PyTorch文本情绪分类实战：基于CSV数据的完整Demo

以下是一个完整的、基于PyTorch的文本情绪分类的无错误示例代码，假设数据源是CSV文件，CSV文件包含两列，没有标题，并通过embedding layer传递数据：

import torch
import torch.nn as nn
import torch.optim as optim
import pandas as pd
from sklearn.model_selection import train_test_split

# 定义模型
class SentimentClassifier(nn.Module):
    def __init__(self, vocab_size, embedding_dim, hidden_dim, output_dim):
        super(SentimentClassifier, self).__init__()
        self.embedding = nn.Embedding(vocab_size, embedding_dim)
        self.fc = nn.Linear(embedding_dim, hidden_dim)
        self.output = nn.Linear(hidden_dim, output_dim)
        
    def forward(self, text):
        embedded = self.embedding(text)
        hidden = torch.mean(embedded, dim=1)
        hidden = torch.relu(self.fc(hidden))
        output = self.output(hidden)
        return output

# 加载数据
data = pd.read_csv('data.csv', header=None)  # 读取CSV文件
texts = data.iloc[:, 0].tolist()  # 提取文本数据
labels = data.iloc[:, 1].tolist()  # 提取标签数据

# 划分数据集
train_texts, test_texts, train_labels, test_labels = train_test_split(texts, labels, test_size=0.2, random_state=42)

# 预处理文本数据
def preprocess_text(text):
    # 进行预处理操作，如分词、删除停用词等
    return text

train_texts = [preprocess_text(text) for text in train_texts]
test_texts = [preprocess_text(text) for text in test_texts]

# 创建词汇表
vocab = set()
for text in train_texts:
    vocab.update(text.split())

vocab_size = len(vocab)

# 将文本转换为整数序列
def text_to_sequence(text, vocab):
    sequence = [list(vocab).index(word) for word in text.split()]
    return torch.tensor(sequence, dtype=torch.long)
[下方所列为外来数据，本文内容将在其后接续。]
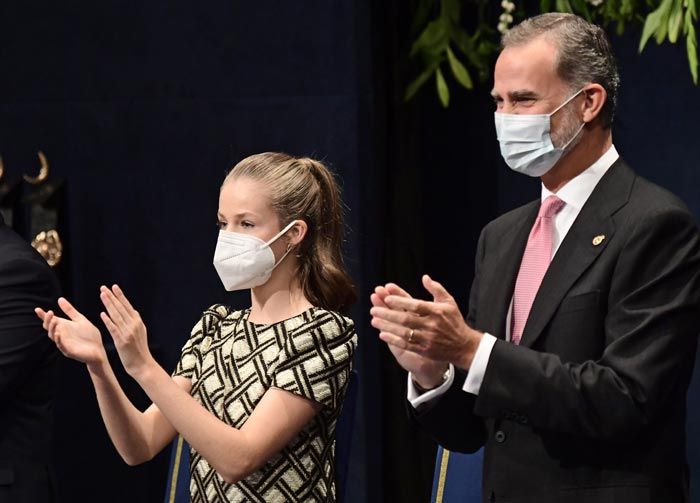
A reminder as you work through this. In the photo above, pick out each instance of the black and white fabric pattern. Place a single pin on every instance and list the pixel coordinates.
(233, 362)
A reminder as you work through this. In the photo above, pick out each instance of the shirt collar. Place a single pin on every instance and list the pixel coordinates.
(575, 193)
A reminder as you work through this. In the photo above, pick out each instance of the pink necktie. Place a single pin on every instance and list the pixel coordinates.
(538, 255)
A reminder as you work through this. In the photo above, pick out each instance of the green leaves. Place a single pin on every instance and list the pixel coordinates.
(435, 43)
(671, 19)
(445, 40)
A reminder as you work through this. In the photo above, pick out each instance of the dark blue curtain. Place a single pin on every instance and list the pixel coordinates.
(141, 107)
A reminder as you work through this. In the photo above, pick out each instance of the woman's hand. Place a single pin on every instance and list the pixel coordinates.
(127, 329)
(75, 337)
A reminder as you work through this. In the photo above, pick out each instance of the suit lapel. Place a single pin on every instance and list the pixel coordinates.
(578, 250)
(509, 250)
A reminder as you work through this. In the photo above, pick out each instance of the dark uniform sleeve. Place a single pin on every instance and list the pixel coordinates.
(26, 282)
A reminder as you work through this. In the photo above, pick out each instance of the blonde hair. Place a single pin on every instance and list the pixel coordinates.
(304, 189)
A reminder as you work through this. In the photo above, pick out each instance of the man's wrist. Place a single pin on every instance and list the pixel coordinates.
(425, 383)
(465, 359)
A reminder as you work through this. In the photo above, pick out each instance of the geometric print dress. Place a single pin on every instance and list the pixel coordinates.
(232, 362)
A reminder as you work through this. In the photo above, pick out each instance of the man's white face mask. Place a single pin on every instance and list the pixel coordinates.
(526, 141)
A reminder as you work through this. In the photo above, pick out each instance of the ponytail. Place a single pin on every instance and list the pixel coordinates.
(323, 277)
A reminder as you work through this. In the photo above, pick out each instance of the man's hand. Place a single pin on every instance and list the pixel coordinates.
(434, 330)
(427, 373)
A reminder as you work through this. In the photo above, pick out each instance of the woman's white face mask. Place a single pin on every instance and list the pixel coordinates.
(244, 261)
(526, 141)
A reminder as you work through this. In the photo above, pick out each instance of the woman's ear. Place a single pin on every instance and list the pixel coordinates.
(297, 232)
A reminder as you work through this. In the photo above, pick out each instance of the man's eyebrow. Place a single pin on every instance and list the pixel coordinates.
(522, 95)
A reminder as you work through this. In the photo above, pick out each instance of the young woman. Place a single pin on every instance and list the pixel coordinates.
(257, 392)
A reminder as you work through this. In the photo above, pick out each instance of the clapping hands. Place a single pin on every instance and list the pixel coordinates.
(77, 338)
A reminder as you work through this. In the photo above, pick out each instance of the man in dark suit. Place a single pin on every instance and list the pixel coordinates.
(27, 373)
(573, 364)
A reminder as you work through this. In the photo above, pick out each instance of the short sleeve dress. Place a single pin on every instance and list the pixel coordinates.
(233, 362)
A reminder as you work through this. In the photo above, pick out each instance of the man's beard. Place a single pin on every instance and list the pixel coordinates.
(568, 131)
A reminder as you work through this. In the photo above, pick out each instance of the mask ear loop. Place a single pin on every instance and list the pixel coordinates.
(280, 233)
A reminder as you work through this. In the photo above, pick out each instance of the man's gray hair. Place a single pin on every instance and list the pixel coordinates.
(584, 53)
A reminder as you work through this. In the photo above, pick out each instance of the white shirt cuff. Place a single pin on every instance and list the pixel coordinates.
(416, 398)
(481, 359)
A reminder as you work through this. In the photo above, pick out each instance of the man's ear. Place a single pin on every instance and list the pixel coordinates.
(297, 233)
(595, 97)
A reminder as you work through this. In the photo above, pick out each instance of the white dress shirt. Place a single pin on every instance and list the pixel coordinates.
(575, 194)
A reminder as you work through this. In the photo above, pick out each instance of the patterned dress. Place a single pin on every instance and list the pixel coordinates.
(233, 362)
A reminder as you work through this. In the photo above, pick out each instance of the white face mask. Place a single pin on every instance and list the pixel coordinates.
(244, 261)
(526, 142)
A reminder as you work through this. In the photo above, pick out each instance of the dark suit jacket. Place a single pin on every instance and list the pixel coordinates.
(591, 406)
(27, 367)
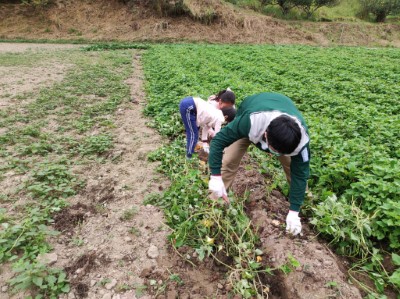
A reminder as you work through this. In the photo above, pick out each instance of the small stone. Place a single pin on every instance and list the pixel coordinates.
(145, 272)
(47, 258)
(111, 284)
(172, 294)
(152, 252)
(275, 222)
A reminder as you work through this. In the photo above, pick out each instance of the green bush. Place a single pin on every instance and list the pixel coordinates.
(379, 8)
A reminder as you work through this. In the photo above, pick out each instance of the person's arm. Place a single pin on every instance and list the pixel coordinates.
(204, 133)
(299, 172)
(235, 130)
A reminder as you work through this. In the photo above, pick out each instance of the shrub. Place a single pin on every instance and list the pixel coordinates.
(380, 8)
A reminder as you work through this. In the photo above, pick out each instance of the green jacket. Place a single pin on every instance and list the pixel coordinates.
(252, 119)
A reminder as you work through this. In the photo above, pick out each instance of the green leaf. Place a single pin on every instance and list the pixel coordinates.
(65, 289)
(396, 259)
(395, 278)
(38, 281)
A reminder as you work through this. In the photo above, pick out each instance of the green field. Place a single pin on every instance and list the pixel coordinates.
(348, 96)
(350, 100)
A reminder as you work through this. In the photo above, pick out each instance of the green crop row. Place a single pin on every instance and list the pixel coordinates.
(350, 100)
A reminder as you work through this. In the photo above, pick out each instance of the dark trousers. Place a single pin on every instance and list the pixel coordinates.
(188, 112)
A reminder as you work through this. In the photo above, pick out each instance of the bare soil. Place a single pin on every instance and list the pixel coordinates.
(112, 20)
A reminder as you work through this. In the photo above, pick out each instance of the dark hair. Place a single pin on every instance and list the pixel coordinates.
(226, 96)
(284, 134)
(229, 113)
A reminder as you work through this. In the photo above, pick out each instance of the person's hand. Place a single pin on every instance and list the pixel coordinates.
(293, 224)
(206, 147)
(217, 188)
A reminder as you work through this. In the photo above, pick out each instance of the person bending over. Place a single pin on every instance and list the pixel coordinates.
(272, 123)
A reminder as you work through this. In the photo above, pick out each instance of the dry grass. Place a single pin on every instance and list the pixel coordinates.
(212, 21)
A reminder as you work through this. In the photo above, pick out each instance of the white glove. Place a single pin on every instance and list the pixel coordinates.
(293, 224)
(212, 97)
(206, 147)
(211, 133)
(217, 187)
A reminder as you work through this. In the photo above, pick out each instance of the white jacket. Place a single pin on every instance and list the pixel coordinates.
(208, 118)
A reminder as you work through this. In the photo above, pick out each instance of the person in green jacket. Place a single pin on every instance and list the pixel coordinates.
(273, 124)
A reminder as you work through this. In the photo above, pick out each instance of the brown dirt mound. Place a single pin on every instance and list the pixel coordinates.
(319, 267)
(66, 220)
(113, 20)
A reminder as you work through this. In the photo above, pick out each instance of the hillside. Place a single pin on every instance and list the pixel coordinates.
(113, 20)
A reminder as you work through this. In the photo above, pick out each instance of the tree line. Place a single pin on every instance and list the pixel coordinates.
(380, 9)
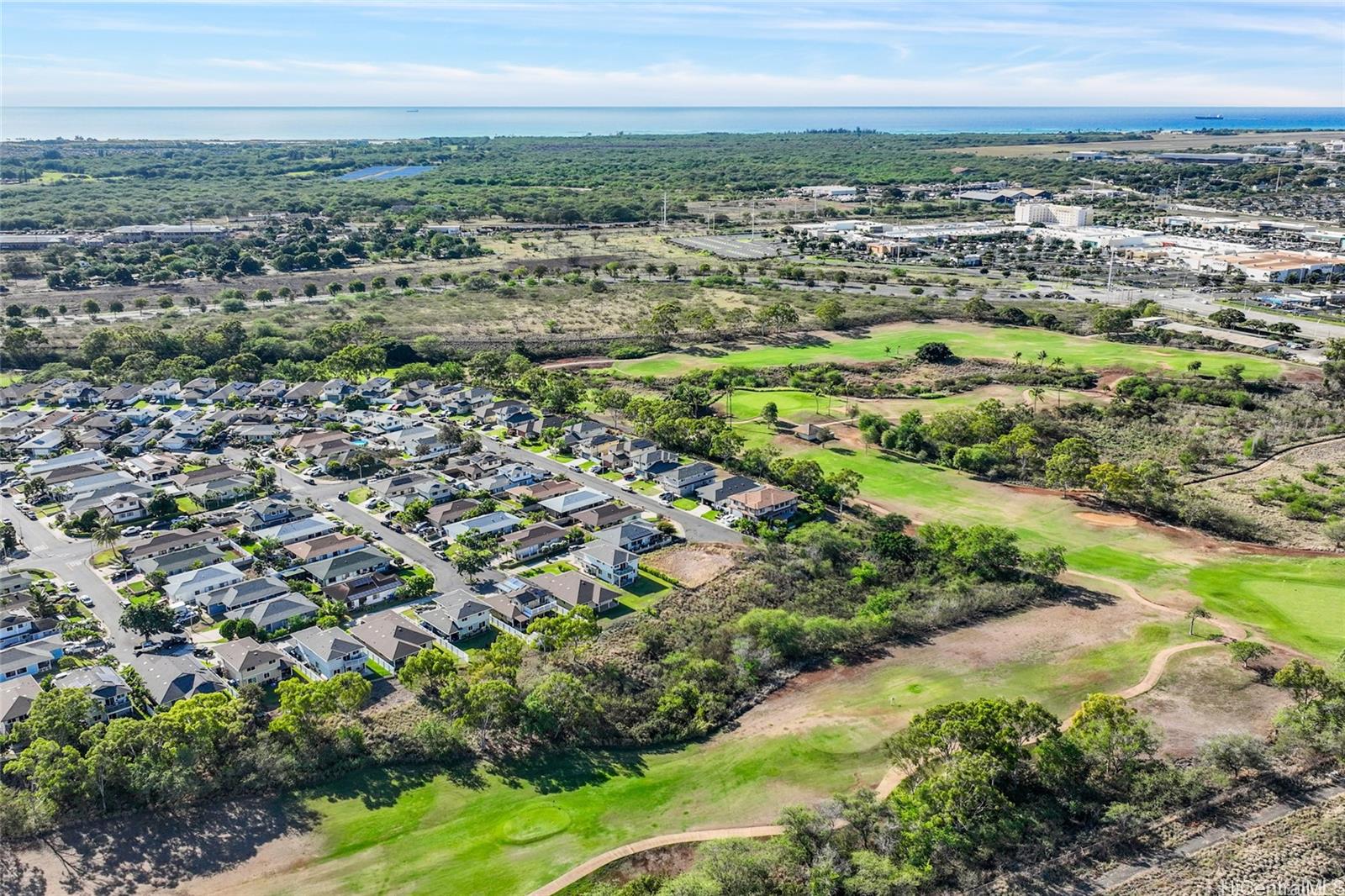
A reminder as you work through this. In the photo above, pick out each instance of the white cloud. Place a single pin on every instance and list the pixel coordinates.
(358, 82)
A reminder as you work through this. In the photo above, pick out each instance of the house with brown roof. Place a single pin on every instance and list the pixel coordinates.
(767, 502)
(571, 589)
(326, 546)
(392, 636)
(537, 540)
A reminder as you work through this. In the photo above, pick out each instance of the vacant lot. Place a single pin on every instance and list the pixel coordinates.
(504, 833)
(968, 340)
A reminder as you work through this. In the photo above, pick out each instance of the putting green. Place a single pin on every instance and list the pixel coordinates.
(968, 340)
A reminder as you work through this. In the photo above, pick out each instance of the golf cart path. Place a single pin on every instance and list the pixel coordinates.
(894, 775)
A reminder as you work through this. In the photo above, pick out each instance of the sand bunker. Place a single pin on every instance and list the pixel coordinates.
(1109, 519)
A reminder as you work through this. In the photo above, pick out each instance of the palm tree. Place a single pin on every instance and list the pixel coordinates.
(338, 609)
(105, 533)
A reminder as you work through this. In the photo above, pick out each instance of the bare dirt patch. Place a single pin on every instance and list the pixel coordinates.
(1241, 492)
(826, 697)
(1204, 694)
(1120, 521)
(693, 566)
(215, 849)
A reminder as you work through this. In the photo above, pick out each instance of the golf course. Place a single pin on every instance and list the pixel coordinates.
(887, 342)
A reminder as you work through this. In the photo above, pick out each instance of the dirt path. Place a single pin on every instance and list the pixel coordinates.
(894, 775)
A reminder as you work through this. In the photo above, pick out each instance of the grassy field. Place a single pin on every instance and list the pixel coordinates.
(968, 340)
(1293, 602)
(506, 833)
(804, 407)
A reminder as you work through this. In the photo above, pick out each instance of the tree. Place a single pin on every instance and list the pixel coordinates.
(105, 533)
(434, 674)
(1114, 739)
(771, 414)
(935, 353)
(147, 618)
(1247, 651)
(560, 707)
(555, 633)
(1194, 614)
(829, 311)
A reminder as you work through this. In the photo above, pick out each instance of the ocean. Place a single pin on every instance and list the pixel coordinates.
(393, 123)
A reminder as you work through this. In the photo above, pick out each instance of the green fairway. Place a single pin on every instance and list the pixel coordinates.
(1295, 600)
(499, 833)
(968, 340)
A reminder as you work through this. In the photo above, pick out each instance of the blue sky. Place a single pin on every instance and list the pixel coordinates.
(834, 53)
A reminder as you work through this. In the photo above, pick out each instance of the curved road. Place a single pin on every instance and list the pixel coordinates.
(1157, 667)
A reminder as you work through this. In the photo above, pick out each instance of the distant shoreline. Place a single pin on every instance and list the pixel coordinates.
(233, 124)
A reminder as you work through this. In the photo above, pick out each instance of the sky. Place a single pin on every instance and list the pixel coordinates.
(829, 53)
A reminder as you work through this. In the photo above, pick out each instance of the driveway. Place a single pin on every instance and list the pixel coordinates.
(693, 528)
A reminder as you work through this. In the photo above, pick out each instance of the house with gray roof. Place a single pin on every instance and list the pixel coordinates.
(107, 687)
(276, 613)
(392, 636)
(456, 616)
(329, 651)
(248, 662)
(356, 562)
(172, 678)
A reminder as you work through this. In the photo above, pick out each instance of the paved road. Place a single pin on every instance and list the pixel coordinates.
(693, 528)
(69, 560)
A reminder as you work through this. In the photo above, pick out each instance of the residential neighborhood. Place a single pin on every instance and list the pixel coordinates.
(319, 528)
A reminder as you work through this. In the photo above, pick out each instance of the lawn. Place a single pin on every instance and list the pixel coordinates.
(1297, 602)
(968, 340)
(188, 506)
(509, 831)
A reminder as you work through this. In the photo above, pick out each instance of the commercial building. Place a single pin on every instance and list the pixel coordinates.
(1052, 215)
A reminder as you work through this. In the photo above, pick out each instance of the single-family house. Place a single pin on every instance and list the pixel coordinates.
(326, 548)
(329, 651)
(356, 562)
(390, 636)
(609, 562)
(273, 614)
(636, 537)
(248, 662)
(172, 678)
(605, 515)
(683, 481)
(767, 502)
(194, 584)
(571, 589)
(456, 616)
(569, 503)
(535, 541)
(293, 530)
(493, 524)
(17, 698)
(363, 591)
(109, 690)
(31, 656)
train_sequences = [text_to_sequence(text, vocab) for text in train_texts]
test_sequences = [text_to_sequence(text, vocab) for text in test_texts]

# 创建DataLoader
train_data = list(zip(train_sequences, train_labels))
test_data = list(zip(test_sequences, test_labels))
train_loader = torch.utils.data.DataLoader(train_data, batch_size=16, shuffle=True)
test_loader = torch.utils.data.DataLoader(test_data, batch_size=16, shuffle=False)

# 定义模型参数
embedding_dim = 100
hidden_dim = 256
output_dim = 2

# 初始化模型、损失函数和优化器
model = SentimentClassifier(vocab_size, embedding_dim, hidden_dim, output_dim)
criterion = nn.CrossEntropyLoss()
optimizer = optim.Adam(model.parameters(), lr=0.001)

# 训练模型
num_epochs = 10
for epoch in range(num_epochs):
    model.train()
    for text, label in train_loader:
        optimizer.zero_grad()
        output = model(text)
        loss = criterion(output, label)
        loss.backward()
        optimizer.step()

    model.eval()
    correct = 0
    total = 0
    with torch.no_grad():
        for text, label in test_loader:
            output = model(text)
            _, predicted = torch.max(output.data, 1)
            total += label.size(0)
            correct += (predicted == label).sum().item()
    accuracy = 100 * correct / total
    print(f'Epoch {epoch+1}/{num_epochs}, Accuracy: {accuracy}%')

请确保将数据文件命名为data.csv，并与代码文件放置在相同的目录中。此代码将训练一个基于PyTorch的文本情绪分类模型，并在每个epoch结束时打印出测试集的准确率。希望对您有所帮助！